IgG4-related disease (IgG4-RD) is an immune-mediated fibro-inflammatory condition that can affect multiple organs and lead to tumefactive, tissue-destructive lesions and organ failure. In the past decade, the disease has become recognized as a unified systemic disorder that links many individual organ conditions once considered unrelated. Involvement of nearly every anatomic site has been reported, but the most commonly affected organs or tissue sites are the pancreas, biliary tract, major salivary glands (submandibular, parotid), lacrimal glands, retroperitoneum, and lymph nodes. The epidemiology of the disease remains poorly understood. It is often mistaken for cancer, an infection or another immune-mediated condition (e.g., Sjögren’s syndrome, granulomatosis with polyangiitis, giant cell arteritis). Multiple approaches to the IgG4-RD management have been reported, but no randomized clinical trials have been conducted and there are no formal treatment guidelines. In preparation for the Second International Symposium on IgG4-RD and Associated Conditions, an international panel of 42 experts assembled to develop recommendations for the management of IgG4-RD.
An article in the July issue of Arthritis & Rheumatology describes the process by which the guidance statement on the management and treatment of IgG4-related disease was developed and presents the seven recommendations that were developed. In short they are:
- The most accurate assessments in IgG4-RD are based on a full clinical history, physical examination, selected laboratory investigations, and appropriate radiologic studies.
- Diagnostic confirmation by biopsy is strongly recommended for the exclusion of malignancies and other IgG4-RD mimicking conditions.
- All patients with symptomatic, active IgG4-RD require treatment, some urgently. A subset of patients with asymptomatic IgG4-RD require treatment.
- Glucocorticoids are the first-line agent for remission induction in all patients with active, untreated IgG4-RD unless contraindications to such treatment are present.
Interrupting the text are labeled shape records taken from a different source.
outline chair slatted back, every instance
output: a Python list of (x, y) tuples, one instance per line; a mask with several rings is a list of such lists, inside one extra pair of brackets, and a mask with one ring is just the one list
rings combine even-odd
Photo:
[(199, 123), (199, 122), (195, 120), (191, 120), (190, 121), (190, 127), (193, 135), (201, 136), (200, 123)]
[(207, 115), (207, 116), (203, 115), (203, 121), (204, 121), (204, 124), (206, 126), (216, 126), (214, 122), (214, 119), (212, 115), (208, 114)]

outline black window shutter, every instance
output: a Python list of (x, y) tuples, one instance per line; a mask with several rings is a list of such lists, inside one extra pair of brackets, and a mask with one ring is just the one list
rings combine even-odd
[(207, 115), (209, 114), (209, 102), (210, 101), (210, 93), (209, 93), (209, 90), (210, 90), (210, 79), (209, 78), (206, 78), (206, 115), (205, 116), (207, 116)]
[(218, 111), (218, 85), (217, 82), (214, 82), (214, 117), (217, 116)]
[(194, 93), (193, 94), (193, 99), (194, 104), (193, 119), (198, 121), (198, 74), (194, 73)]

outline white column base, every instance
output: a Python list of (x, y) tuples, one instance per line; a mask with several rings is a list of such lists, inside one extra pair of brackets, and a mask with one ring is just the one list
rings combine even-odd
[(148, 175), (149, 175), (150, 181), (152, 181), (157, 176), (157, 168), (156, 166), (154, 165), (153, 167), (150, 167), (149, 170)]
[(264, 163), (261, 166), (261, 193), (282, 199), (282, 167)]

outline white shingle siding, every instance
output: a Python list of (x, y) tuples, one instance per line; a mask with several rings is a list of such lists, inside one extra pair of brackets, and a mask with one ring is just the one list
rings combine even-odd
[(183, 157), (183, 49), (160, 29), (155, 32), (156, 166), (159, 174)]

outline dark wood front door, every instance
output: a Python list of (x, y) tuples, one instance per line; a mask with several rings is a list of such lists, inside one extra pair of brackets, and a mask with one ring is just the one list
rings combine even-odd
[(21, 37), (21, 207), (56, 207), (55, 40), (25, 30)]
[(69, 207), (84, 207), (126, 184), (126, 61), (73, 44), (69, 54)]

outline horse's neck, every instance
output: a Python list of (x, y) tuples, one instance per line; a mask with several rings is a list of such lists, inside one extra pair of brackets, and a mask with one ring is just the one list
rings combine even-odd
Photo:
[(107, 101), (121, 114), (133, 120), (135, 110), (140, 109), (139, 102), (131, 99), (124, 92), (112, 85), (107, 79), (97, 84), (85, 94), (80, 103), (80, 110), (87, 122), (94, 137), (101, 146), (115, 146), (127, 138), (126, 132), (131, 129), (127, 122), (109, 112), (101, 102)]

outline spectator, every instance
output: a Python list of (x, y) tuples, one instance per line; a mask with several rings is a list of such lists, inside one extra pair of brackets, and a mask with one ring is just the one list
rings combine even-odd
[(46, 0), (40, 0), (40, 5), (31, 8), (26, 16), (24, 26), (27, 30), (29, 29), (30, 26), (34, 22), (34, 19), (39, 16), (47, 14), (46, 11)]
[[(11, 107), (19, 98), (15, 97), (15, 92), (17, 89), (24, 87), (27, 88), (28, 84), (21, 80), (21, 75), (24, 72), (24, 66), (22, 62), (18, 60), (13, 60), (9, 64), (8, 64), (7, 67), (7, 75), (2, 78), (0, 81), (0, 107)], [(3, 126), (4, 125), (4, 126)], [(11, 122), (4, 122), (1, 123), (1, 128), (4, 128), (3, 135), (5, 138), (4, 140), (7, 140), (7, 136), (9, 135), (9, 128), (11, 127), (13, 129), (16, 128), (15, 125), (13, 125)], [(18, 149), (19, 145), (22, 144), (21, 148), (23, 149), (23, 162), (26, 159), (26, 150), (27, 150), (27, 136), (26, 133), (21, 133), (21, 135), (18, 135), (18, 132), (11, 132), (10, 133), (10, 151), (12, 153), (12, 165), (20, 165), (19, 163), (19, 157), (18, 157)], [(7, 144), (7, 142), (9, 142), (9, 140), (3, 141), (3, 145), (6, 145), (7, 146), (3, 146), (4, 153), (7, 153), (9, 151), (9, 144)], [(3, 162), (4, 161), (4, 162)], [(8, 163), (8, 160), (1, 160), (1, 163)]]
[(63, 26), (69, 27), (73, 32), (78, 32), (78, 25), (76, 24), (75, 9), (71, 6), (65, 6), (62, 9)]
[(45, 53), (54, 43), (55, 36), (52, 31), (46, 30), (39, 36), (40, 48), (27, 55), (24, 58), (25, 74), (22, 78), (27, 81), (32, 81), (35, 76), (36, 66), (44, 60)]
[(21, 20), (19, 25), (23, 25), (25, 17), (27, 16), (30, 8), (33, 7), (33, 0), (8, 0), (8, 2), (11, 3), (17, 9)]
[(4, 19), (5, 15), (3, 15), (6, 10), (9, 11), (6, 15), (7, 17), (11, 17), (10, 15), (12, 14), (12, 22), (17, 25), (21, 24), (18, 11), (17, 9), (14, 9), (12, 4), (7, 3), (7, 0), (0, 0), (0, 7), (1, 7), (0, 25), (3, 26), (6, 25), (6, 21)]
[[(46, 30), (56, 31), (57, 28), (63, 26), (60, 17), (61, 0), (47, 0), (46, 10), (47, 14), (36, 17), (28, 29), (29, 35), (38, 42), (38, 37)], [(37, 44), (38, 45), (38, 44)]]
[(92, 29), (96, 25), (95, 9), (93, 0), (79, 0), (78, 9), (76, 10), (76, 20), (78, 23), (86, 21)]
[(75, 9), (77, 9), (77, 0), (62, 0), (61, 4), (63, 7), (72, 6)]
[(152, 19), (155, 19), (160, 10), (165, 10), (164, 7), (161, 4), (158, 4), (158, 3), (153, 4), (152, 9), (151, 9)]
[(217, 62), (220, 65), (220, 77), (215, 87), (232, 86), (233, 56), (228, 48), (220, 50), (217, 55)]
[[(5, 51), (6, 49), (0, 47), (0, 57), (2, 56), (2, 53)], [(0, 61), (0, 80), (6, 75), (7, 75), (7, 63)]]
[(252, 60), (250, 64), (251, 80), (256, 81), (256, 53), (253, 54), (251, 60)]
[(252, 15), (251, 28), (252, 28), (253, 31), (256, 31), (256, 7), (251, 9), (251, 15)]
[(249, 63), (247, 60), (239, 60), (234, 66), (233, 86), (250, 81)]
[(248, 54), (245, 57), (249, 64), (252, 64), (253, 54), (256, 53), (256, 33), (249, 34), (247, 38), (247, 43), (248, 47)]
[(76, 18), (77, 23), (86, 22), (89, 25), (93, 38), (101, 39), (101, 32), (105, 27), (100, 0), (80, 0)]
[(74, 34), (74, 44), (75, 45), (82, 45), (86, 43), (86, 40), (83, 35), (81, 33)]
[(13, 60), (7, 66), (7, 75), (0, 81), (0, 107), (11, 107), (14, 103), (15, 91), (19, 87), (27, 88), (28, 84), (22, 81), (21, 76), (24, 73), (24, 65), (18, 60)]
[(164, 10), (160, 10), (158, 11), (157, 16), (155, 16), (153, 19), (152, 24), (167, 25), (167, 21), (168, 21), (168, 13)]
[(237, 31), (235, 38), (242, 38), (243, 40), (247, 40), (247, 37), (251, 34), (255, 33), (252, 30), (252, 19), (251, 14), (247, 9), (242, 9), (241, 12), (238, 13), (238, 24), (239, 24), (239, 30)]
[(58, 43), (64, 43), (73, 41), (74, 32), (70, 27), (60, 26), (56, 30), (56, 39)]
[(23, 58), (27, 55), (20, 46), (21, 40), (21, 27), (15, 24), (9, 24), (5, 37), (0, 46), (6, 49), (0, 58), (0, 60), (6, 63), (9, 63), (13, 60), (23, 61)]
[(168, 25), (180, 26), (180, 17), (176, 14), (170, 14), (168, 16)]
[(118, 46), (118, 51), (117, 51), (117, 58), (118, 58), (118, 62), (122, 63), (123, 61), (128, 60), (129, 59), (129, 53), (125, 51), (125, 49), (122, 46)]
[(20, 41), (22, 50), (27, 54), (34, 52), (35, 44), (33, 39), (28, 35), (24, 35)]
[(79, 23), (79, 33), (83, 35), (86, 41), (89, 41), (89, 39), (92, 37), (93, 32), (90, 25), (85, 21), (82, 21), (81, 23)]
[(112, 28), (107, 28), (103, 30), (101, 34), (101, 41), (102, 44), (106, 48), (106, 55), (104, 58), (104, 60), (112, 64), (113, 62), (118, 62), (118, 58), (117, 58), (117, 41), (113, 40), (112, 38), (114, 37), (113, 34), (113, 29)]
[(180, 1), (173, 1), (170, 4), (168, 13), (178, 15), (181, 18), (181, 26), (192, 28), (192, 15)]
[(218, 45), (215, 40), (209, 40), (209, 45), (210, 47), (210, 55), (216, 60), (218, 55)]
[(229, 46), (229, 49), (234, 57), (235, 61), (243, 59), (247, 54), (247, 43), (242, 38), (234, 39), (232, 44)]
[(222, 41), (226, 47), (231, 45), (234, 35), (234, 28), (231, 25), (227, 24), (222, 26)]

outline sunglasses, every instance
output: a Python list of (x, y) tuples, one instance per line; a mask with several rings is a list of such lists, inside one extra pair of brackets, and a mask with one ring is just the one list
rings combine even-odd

- Some but not all patients require the combination of glucocorticoids and a steroid-sparing immunosuppressive agent from the start of treatment. This is because glucocorticoid monotherapy ultimately will fail to control the disease and long-term glucocorticoid toxicities pose a high risk to patients.
- Following a successful course of induction therapy, certain patients benefit from maintenance therapy.
- Retreatment with glucocorticoids is indicated in patients who relapse off of treatment following successful remission induction. Following relapse, the introduction of a steroid-sparing agent for continuation in the remission maintenance period should be considered.
Khosroshahi A, Wallace ZS, Crowe JL, et al. International consensus guidance statement on the management and treatment of IgG4-related disease. Arthritis Rheumatol. 2015 Jul;67(7):1688–1699.